Axolt’s polyphenols play a different role. They act as signal modulators, not stimulants. They help the brain remain in a more balanced state by supporting normal inflammatory control and cellular resilience. This is important because the cells that build and maintain myelin are sensitive to stress and metabolic overload.
This is about supporting the environment, not forcing an outcome.
The real lesson
The lesson is that the brain has an ability to recover and most likely holds many hidden surprises we are only beginning to understand.
What this research shows is that nature has built the brain in a very robust way. It is not a fragile organ that breaks once and never repairs. It is a living system with built-in mechanisms for maintenance and repair.

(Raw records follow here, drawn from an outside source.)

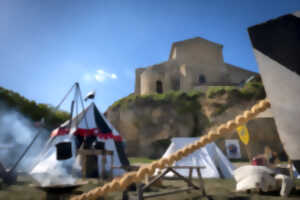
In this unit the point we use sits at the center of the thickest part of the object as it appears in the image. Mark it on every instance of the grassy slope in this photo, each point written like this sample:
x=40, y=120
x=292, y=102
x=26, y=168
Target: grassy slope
x=217, y=189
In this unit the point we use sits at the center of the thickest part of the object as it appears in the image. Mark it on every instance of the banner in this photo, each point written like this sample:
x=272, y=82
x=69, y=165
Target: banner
x=233, y=149
x=244, y=134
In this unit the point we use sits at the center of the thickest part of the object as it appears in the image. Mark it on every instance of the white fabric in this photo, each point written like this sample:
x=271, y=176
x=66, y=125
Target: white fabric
x=251, y=177
x=236, y=144
x=210, y=157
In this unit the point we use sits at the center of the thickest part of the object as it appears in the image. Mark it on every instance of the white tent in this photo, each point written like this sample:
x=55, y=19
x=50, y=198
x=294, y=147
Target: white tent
x=210, y=156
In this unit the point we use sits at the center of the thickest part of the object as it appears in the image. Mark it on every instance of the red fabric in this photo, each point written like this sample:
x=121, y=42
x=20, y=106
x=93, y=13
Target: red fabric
x=87, y=132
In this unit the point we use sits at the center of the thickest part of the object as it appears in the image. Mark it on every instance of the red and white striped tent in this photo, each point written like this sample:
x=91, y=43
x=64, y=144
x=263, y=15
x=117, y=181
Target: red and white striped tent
x=92, y=125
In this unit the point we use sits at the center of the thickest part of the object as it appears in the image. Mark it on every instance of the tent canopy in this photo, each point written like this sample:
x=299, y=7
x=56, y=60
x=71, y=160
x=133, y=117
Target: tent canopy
x=210, y=156
x=93, y=126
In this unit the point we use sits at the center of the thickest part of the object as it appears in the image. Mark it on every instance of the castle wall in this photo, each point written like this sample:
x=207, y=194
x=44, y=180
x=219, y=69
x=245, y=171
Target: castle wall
x=193, y=63
x=236, y=74
x=138, y=72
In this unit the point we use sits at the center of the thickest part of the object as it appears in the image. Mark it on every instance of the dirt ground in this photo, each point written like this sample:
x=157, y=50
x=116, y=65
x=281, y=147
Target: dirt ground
x=216, y=189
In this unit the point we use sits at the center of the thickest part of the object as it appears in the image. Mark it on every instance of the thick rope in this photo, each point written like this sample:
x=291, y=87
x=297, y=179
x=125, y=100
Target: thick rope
x=120, y=184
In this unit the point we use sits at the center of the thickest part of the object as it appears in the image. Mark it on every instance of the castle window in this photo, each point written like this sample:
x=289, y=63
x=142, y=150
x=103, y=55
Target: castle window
x=175, y=84
x=159, y=88
x=201, y=79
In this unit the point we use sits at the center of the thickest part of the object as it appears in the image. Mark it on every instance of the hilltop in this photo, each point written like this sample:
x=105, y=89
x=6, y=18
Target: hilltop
x=30, y=109
x=148, y=122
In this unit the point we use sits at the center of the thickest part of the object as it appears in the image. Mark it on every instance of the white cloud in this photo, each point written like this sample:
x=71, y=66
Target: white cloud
x=99, y=76
x=87, y=77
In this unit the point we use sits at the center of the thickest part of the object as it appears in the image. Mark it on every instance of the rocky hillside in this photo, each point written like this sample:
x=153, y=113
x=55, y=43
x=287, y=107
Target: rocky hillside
x=30, y=109
x=148, y=122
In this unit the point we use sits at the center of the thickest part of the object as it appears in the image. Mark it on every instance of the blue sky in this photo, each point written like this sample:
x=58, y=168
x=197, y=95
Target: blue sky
x=47, y=45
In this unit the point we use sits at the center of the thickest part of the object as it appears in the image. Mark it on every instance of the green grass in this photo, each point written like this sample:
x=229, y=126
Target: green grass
x=217, y=189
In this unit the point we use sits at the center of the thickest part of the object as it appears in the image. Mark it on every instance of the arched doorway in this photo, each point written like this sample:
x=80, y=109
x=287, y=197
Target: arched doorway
x=159, y=87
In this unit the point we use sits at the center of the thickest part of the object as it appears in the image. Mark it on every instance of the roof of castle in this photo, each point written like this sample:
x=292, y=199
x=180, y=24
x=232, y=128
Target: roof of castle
x=189, y=41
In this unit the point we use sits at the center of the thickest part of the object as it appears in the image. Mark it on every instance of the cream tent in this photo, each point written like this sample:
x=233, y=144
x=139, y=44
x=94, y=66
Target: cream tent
x=210, y=156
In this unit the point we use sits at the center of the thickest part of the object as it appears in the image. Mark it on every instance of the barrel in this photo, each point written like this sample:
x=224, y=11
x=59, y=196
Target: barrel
x=99, y=145
x=63, y=150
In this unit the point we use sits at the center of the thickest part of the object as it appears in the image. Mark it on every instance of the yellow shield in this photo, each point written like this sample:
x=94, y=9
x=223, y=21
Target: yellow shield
x=243, y=133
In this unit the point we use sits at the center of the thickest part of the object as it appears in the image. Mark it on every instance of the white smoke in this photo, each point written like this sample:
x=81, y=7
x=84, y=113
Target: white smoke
x=16, y=133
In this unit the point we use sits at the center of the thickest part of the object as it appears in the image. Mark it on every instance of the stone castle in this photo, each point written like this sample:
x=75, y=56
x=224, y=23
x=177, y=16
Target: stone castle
x=193, y=64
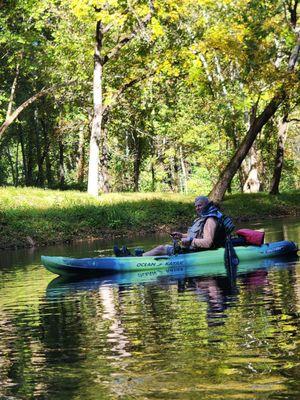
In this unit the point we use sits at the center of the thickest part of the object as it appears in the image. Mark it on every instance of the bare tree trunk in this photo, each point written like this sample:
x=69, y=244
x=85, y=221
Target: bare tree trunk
x=282, y=134
x=183, y=169
x=252, y=184
x=80, y=157
x=61, y=164
x=137, y=163
x=94, y=157
x=103, y=172
x=11, y=118
x=11, y=163
x=230, y=170
x=38, y=146
x=23, y=151
x=12, y=92
x=257, y=124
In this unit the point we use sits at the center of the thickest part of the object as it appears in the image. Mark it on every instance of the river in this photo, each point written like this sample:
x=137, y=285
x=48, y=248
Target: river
x=178, y=337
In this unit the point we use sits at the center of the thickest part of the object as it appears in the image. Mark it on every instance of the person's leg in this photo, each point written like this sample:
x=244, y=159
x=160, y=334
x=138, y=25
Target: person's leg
x=157, y=251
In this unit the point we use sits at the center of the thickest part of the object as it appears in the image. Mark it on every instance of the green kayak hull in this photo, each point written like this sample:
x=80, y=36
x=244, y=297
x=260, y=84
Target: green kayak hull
x=209, y=260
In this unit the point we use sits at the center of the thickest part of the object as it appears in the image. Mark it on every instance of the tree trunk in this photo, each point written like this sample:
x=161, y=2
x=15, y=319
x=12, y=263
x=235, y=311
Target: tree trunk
x=61, y=164
x=103, y=171
x=80, y=158
x=137, y=163
x=12, y=92
x=184, y=172
x=282, y=134
x=230, y=170
x=94, y=158
x=252, y=184
x=23, y=150
x=30, y=157
x=11, y=118
x=257, y=124
x=39, y=157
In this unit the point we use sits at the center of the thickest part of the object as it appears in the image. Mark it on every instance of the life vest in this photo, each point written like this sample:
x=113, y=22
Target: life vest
x=224, y=227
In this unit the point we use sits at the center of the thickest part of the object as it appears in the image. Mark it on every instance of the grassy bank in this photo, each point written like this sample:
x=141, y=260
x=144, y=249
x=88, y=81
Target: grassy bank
x=40, y=217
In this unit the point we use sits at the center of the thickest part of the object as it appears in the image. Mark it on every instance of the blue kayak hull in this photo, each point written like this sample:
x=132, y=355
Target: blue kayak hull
x=208, y=260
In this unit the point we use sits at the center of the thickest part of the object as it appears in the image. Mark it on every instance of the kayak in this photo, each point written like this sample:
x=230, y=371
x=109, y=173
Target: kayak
x=209, y=260
x=61, y=286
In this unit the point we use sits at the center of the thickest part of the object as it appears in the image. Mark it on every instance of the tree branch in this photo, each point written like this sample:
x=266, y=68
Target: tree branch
x=127, y=38
x=126, y=86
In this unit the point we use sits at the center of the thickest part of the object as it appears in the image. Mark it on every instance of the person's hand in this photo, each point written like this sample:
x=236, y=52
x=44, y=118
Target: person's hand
x=176, y=235
x=186, y=242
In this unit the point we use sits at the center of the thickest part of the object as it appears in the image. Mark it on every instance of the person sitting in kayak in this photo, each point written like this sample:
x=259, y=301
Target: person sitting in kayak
x=205, y=233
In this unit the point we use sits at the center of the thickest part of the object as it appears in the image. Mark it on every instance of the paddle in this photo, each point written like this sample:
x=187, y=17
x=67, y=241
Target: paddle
x=231, y=259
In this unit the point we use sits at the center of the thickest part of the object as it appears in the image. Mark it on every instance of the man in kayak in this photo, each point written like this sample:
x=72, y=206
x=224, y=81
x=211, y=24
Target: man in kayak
x=205, y=233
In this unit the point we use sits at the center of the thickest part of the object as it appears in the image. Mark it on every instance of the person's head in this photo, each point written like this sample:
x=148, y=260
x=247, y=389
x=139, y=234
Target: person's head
x=200, y=203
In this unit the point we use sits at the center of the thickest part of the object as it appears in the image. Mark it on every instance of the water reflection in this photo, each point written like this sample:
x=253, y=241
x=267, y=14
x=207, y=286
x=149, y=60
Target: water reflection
x=174, y=335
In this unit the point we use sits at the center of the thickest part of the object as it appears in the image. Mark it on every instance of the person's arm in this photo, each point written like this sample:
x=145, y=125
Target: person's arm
x=209, y=231
x=178, y=235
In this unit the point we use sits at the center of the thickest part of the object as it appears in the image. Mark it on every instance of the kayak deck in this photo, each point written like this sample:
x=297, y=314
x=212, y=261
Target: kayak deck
x=208, y=259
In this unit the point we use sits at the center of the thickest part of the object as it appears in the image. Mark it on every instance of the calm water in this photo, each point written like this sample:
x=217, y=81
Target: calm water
x=177, y=337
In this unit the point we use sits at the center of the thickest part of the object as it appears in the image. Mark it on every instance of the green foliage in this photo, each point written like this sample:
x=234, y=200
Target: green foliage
x=201, y=66
x=48, y=217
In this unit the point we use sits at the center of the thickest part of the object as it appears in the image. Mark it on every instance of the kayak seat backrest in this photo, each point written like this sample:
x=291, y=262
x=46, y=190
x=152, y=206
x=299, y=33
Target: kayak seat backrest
x=255, y=238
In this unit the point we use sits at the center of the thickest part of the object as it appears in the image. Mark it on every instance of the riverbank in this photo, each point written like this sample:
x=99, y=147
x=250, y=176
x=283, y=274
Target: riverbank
x=36, y=217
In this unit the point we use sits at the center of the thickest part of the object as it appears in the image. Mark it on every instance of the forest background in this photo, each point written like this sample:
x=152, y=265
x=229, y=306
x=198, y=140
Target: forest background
x=159, y=95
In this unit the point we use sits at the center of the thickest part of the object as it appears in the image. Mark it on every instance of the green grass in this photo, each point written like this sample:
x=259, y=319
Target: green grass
x=48, y=216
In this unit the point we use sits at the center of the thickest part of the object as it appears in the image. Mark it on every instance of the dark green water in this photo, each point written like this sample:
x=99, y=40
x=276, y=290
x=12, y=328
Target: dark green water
x=171, y=338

Our role is not to hack the brain.
Our role is to support it.
That means:
- Keeping overall brain health strong
- Providing adequate nutrition
- Avoiding clearly harmful inputs
- Sleeping well
- Moving daily
When these foundations are in place, the brain often recovers on its own, sometimes in ways we do not yet fully understand.
This is not a promise of curing disease.
It is an observation about biological resilience.
When the environment is supportive, the brain tends to move toward balance and repair.
Not because we force it.
But because that is how it was designed.
Footnote: Axolt vs Axolotl
Axolt® is a brain-health nutrition brand.
It is not related to the animal axolotl and does not reference regeneration claims associated with that species. Any discussion of brain repair in this article refers to natural human biological processes supported by lifestyle and nutrition, not to animal regeneration mechanisms.